2. THE COURT: Is there an agreed plea?

MR. SPITLER: That he waives appointment of counsel and enters a plea of guilty to two counts of armed robbery, and that he be sentenced to not less than five nor more than six years in the penitentiary. There are charges pending against him in Effingham County, in which there has been no sentence. Mr. Sniderjon has informed that if we sentence him he is willing that the sentence over there would run concurrently, you understand that, and the two sentences were to run concurrently.

THE COURT: And that is the agreement.

# # #

3. THE COURT: Before I accept this plea, even though there is an agreement, I wish to advise that if I accept this plea you are giving up your right to an attorney to represent you, you are giving up a trial by jury, you are relieving the State of the burden of proving you guilty beyond a reasonable doubt and you are giving up the right to be confronted by witnesses, do you fully understand?

MR. BARKER: RIGHT.”

There appears to be little question that the admonitions to defendant that he was entitled to be represented by counsel and was offered counsel were sufficient to comply with the requirements of Supreme Court Rule 401(a) (Ill. Rev. Stat. 1971, ch. 110A, sec. 401(a)) and People v. Hessenauer, 45 Ill.2d 63, 256 N.E.2d 791. However, the defendant argues that the record affirmatively shows that his waiver of counsel was an integral part of and conditioned upon the negotiated plea agreement and consequently the waiver was coerced and constitutes a deprivation of the right to counsel as guaranteed by the fifth amendment to the United States Constitution.

We find no Illinois case directly in point. In its brief the State contends that the defendant’s waiver of counsel was not the main object of the plea agreement, but rather was a consequence thereof. We think the State’s argument unpersuasive. By conditioning the plea agreement upon defendant’s waiver of counsel, the waiver has been rendered involuntary. While a defendant in a criminal case does have a right to waive counsel when that waiver is knowingly and understandingly made (People v. Nelson, 47 Ill.2d 570, 268 N.E.2d 2; People v. Bowman, 40 Ill.2d 116, 239 N.E.2d 433) it cannot appear that the waiver was induced or accompanied by improper conditions or provisions indicating the defendant was being overreached or placed at a disadvantage in the plea bargaining process established by Supreme Court Rule 402(d). While every guilty plea made without representation of counsel may not be automatically condemned, where, as here, it appears that a waiver of counsel is a condition of a plea agreement between the defendant and the prosecutor, that waiver of counsel must be held invalid. Presumptively, under those conditions, the defendants’ right to counsel as guaranteed by the fifth amendment was not knowingly and understandingly waived, but to the contrary, was coerced and involuntary.

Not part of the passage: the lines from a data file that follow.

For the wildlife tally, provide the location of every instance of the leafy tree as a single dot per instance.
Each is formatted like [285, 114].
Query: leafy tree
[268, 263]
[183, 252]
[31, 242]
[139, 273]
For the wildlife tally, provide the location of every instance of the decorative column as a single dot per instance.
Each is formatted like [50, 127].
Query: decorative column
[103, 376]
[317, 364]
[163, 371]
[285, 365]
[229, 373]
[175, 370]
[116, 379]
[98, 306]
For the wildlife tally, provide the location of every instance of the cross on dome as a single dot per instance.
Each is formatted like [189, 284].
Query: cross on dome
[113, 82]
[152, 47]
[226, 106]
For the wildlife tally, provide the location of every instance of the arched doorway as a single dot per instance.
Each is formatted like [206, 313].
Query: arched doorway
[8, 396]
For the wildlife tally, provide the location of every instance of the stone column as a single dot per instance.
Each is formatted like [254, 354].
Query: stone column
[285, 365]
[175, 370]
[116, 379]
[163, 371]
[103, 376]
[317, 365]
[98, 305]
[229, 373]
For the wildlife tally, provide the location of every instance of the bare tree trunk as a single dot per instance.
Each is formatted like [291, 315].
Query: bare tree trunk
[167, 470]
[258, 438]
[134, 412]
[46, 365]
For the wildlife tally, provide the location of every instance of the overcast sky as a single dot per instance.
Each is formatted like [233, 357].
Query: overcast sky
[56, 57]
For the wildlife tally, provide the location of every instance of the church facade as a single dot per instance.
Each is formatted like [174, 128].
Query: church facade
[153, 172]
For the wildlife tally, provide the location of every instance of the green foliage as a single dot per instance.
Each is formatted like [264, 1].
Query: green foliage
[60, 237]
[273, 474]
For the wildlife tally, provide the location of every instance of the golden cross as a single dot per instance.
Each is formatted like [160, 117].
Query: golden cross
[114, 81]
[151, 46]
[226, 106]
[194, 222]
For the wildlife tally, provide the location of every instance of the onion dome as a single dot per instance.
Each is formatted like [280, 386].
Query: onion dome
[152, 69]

The manner in which the waiver of counsel was tied to the guilty plea was perhaps inadvertent and an unintentional slip of the prosecutor’s tongue when the terms of the agreement were being disclosed to the court. Nevertheless the record affirmatively shows defendant’s waiver of counsel to have been a condition of the negotiated plea and consequently such waiver must be termed coerced.

We would further note that the record does not show that as part of the plea proceeding the court made a determination that defendant’s guilty plea was not obtained through any force, threats or promises apart from the plea agreement. This too was error. People v. Kehoe, 10 Ill.App.3d 955, 295 N.E.2d 292.

For the foregoing reasons the defendant’s convictions are vacated and this cause remanded to the trial court to afford the defendant an opportunity to plead anew.

Reversed and remanded.

G. MORAN, P. J., and CREBS, J., concur.